A look back at the life of an unforgettable European
Bronislaw Geremek was born on 6 March 1932 in Warsaw to a Jewish family. He knew life in the ghetto of Warsaw and witnessed at the young age of 11 his father’s deportation to Auschwitz where he was eventually killed.
After this painful period, he joined the University of Warsaw where he began studying history. Geremek managed to wend his way to studying in France at the end of 1950s and at the beginning of 1960s found himself attending the Ecole Pratique des Hautes Etudes in Paris. Among other things he was the director of the Centre of Polish Civilization at the Sorbonne. He presented his doctoral thesis in 1972 about the Parisian eccentrics in the XIV and XV century and thereafter became professor of history at the University of Warsaw and a specialist of the European civilization in the Middle Age. He taught from 1965 until 1980. He also loved to teach at the College of Europe in Bruges and Natolin, but this came much later in his life.

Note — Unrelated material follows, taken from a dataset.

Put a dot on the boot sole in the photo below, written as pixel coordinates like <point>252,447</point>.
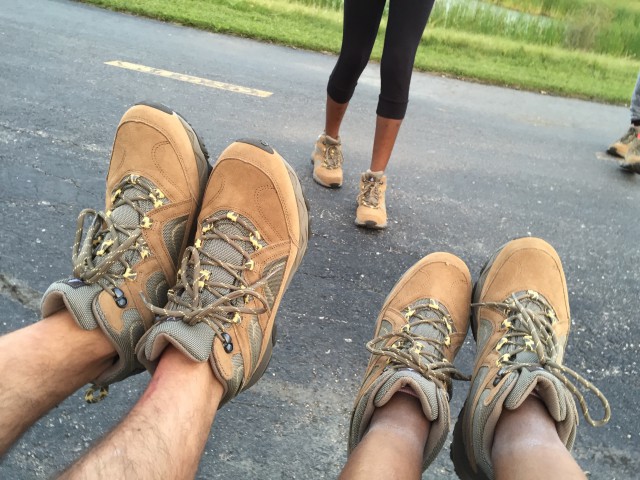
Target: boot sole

Historian, but above all politician and fine negotiator, Bronislaw Geremek was at the forefront of recent Polish history. In 1950 he was member of the Polish Unified Labour Party, the only political party allowed at that point in time; he left their ranks in 1968 during the anti-Semitic purges and during the so-called Spring of Prague. He returned to politics only in 1980 with the participation in the Committee of Defence of the workers during the strike of the shipyards of Gdansk. He was a cosignatory of the agreements of Gdansk between the intellectuals and the workers, which served as a fundament of the Solidarnosc trade union, as he became Lech Walesa’s special advisor. As a victim of the communist repression, he was imprisoned in 1981 for two and half years. It was in 1989, during the Round Table between the Party and the opposition that he participated actively in the transition of his country towards democracy.

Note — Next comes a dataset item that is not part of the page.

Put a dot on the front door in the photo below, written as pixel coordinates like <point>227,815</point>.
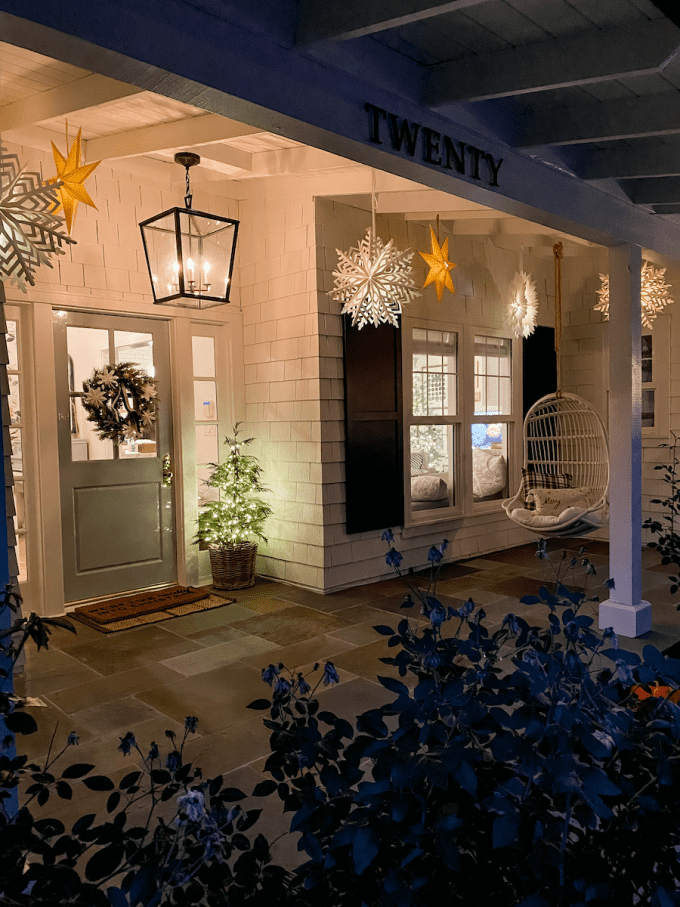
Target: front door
<point>118,524</point>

Statesman, freedom lover and convinced European, Bronislaw Geremek will remain in our memories as a devoted public servant.

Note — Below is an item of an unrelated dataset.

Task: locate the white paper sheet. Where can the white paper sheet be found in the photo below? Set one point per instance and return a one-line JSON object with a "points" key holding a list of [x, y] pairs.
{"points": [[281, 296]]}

The same year, Geremek was elected as deputy and occupied the offices of President of the Committee on Foreign Affairs in the Polish Assembly. In 1997, he was appointed Foreign Secretary and worked during three years on the question of membership for his country in the European Union. It is under the colours of the party which he founded in 2001, Unia Wolnosci - Partia Demokratyczna (Union of Liberties - Democratic Party) that he was elected as Member of the European Parliament in 2004 in the first European election of the newly enlarged EU with his home country Poland as equal member.
However, he failed to become President of the European Parliament in front of Josep Borell, despite collecting more votes than the number of MEPs of the two parliamentary groups that supported him: the European Greens and the liberals ALDE.
We shall also remember the fight he waged against the Polish lustration law imposed by the Kaczyński twins in 2007, never backing down, even as threats that he would be discharged of his post as Member of the European Parliament spell forth. The European Parliament supported him ardently in his cause. Some months later, the Polish Constitutional Court announced the illegality of the measure.
Awarded numerous distinctions throughout his life, such as the International Price Charlemagne for his commitment to the European unification, he was also made, in France, Officer of the Legion of Honour and Commander of the National Order of Merit.
He was also, among other things, President of the Organisation for Security and Cooperation in Europe. Geremek also presided as president of the Jean Monnet Foundation for Europe as well as the Foundation in 2002 of the College of Europe in Natolin near Warsaw.
The most European of Poles
Diplomat, freedom lover and convinced European, Bronislaw Geremek will remain in our memories as a committed man. He is doubtless the most European Pole to grace our memory. He merits this honor because of his personal history, his deeds and his words. We remember his statements on the occasion of the event États Généraux de l’Europe less than a month ago on June 21st in Lyon where he had presented with a lot of vigour his affiliation with the European Union alongside the President of the Italian Republic, Giorgio Napolitano. Geremek had explained that the European Union represented for him a chance as a citizen of a former country of the Eastern bloc. He had reminded us all of the importance of the four basic freedoms, especially the free movement of people: “this tremendous capacity to cross the borders” which was unthinkable some 20 years ago in Poland.
Bronislaw Geremek will remain a monument for Poland and for Europe, for transmission of the values of peace and the respect for the rule of law, for his enduring humanity, for his fight to obtain pluralism and civil liberties. The work of his life is the one of democracy and a united Europe - as such, the Young European Federalists will miss him and carry on in his spirit.